Striking what I considered an aristocratic pose, I read that last line to Jan with the accent and bearing of someone straight out of
Downton Abbey
, our new favorite television series.

Jan hooted. "Ya think he's a Brit?"

"Maybe. I mean, who even uses prose like that these days?" I printed out all the e-mails so we could peruse them later for clues, then hit the sheets, as we had much to do during the next couple of days.

The next day was a blur of activity, which started very early with making last minute lists over huge mugs of Nescafe Classico. With so much to do, I put the cruiser's net on the ship's speakers so we could catch the weather forecast and the latest news. We'd listened to the Sonrisa Net weather on ham radio earlier, so we knew we were in for a few days of benign weather, but then Santa Ana winds were expected in California, and they were usually a sure sign of some nasty northers to follow in the Sea of Cortez.

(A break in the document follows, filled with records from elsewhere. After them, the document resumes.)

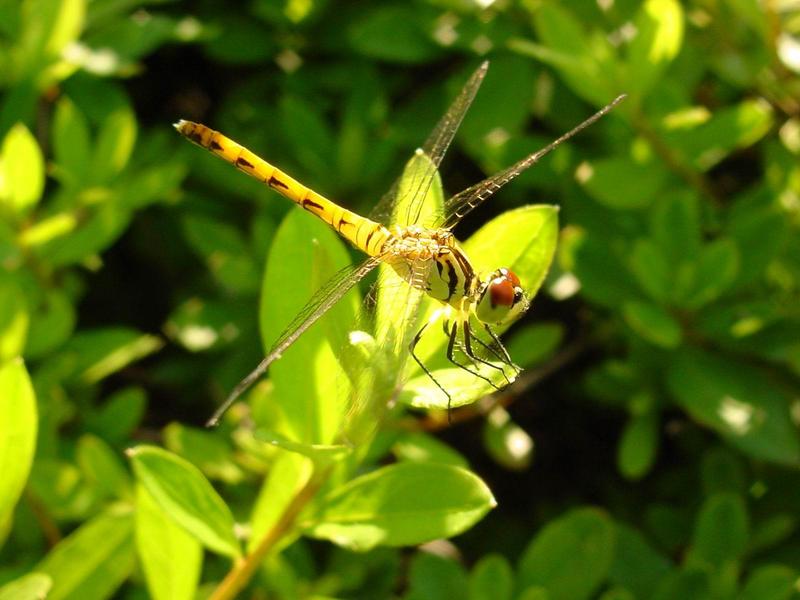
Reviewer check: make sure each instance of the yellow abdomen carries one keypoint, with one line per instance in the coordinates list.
(365, 234)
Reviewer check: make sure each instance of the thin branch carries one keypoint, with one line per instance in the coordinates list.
(242, 572)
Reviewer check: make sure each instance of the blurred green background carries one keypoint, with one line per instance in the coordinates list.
(654, 451)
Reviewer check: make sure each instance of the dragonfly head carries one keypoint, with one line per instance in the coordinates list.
(500, 298)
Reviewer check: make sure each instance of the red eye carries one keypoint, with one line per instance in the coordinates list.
(512, 276)
(501, 292)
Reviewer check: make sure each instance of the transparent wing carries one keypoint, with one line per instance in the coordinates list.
(462, 203)
(320, 303)
(434, 147)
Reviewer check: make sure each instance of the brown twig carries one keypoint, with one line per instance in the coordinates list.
(241, 573)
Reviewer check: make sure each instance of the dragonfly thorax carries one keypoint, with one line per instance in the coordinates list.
(431, 260)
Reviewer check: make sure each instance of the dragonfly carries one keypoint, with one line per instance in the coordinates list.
(423, 252)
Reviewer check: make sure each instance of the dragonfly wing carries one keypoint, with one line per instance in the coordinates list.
(434, 147)
(322, 302)
(462, 203)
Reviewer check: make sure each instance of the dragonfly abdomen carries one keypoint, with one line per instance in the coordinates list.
(365, 234)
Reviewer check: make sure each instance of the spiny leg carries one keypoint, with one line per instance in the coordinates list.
(468, 336)
(506, 356)
(450, 356)
(425, 369)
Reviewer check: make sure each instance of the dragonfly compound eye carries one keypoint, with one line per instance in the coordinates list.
(501, 296)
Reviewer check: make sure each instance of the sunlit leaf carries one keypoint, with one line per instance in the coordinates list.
(18, 426)
(94, 560)
(305, 254)
(171, 558)
(21, 171)
(181, 491)
(33, 586)
(738, 401)
(659, 34)
(400, 505)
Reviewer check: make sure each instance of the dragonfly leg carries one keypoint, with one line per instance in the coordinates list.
(425, 369)
(468, 336)
(450, 356)
(506, 357)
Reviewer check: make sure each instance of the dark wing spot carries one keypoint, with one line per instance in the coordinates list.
(308, 202)
(275, 182)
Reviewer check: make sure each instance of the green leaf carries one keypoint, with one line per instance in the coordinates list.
(652, 323)
(205, 449)
(71, 143)
(533, 344)
(432, 577)
(171, 558)
(422, 447)
(738, 401)
(21, 171)
(102, 468)
(52, 324)
(18, 426)
(401, 505)
(652, 270)
(491, 579)
(307, 379)
(225, 251)
(675, 227)
(622, 183)
(14, 319)
(523, 240)
(309, 136)
(33, 586)
(114, 145)
(182, 492)
(288, 474)
(98, 353)
(721, 531)
(617, 594)
(637, 565)
(94, 560)
(119, 415)
(722, 471)
(93, 235)
(584, 62)
(716, 271)
(727, 130)
(394, 33)
(770, 582)
(684, 584)
(582, 541)
(638, 446)
(659, 34)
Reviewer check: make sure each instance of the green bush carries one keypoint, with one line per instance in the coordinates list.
(649, 450)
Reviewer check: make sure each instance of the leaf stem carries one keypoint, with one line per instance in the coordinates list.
(243, 570)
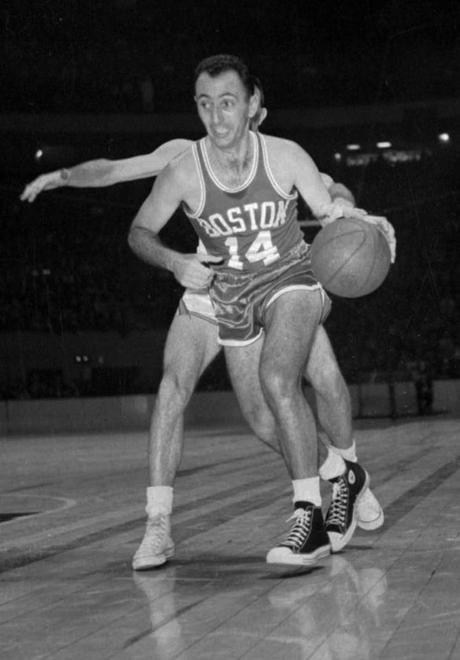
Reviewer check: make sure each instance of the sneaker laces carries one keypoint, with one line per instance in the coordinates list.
(301, 528)
(157, 531)
(337, 514)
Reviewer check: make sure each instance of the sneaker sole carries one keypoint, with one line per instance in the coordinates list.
(370, 525)
(338, 544)
(292, 559)
(151, 562)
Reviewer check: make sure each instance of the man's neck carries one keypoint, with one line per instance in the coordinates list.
(233, 165)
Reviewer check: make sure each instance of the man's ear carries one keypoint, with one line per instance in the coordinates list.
(263, 115)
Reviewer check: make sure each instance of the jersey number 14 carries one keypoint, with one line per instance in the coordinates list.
(261, 249)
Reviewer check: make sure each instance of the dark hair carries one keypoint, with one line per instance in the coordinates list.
(257, 85)
(217, 64)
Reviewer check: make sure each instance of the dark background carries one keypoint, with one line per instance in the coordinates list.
(113, 78)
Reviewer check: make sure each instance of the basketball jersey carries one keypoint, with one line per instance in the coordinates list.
(250, 226)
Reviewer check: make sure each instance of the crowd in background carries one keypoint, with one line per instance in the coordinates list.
(137, 55)
(67, 268)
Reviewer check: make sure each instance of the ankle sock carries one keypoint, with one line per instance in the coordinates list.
(307, 490)
(159, 500)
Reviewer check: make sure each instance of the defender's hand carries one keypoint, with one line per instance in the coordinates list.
(192, 272)
(387, 229)
(42, 182)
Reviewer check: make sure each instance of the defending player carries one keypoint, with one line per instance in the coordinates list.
(192, 342)
(255, 234)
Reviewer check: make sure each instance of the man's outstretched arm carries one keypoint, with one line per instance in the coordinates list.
(103, 172)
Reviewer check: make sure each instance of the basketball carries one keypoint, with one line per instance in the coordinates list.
(350, 257)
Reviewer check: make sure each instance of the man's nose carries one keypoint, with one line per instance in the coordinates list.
(216, 115)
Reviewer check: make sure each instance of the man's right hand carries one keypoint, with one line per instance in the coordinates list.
(191, 270)
(43, 182)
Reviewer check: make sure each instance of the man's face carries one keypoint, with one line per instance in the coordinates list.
(224, 107)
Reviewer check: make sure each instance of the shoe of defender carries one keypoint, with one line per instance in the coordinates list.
(307, 541)
(157, 545)
(370, 513)
(342, 515)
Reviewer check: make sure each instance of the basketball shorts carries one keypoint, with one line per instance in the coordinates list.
(197, 303)
(240, 300)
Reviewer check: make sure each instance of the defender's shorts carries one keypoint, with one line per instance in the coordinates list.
(240, 300)
(197, 303)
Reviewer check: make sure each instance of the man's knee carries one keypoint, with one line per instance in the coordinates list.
(328, 381)
(175, 388)
(278, 383)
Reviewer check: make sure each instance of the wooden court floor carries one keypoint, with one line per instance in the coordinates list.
(71, 512)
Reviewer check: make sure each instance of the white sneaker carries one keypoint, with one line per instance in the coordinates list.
(157, 545)
(370, 513)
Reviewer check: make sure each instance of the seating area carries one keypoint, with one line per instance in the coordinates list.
(67, 268)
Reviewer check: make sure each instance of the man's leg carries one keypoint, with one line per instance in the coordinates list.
(333, 408)
(191, 346)
(282, 359)
(334, 413)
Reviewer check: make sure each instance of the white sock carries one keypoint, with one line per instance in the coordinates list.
(348, 454)
(307, 490)
(159, 500)
(333, 466)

Jan and I cheered when a cruiser relayed a report that he'd heard from a guy who knew a guy in the Mexican navy who told him that Freddie Clark was most likely killed by one of those Red Devils, and the Net Control operator lost total control of the net as hysteria rose.

I did a fist pump on hearing that report. I know, we shouldn't have been so happy at the bad news, or the fear it caused, but at least now I wouldn't be accused of being the  blabberer and thereby land on the Port Captain's bad-girl list. The last thing I needed was for him to impound
Raymond Johnson
before my cash cow arrived.

Just to be safe, however, I didn't tell the marina office we were leaving until right at closing time on Saturday, and we sneaked out at first light on Sunday morning, thereby ensuring the
Capitania del Puerto
didn't get wind of our slipping out of port until at least Monday morning.

As required by law, I called the
Capitania
to report our departure as we left La Paz Bay, but nobody answered.

Maybe if I'd been on the correct channel and turned up the power? Oh, well.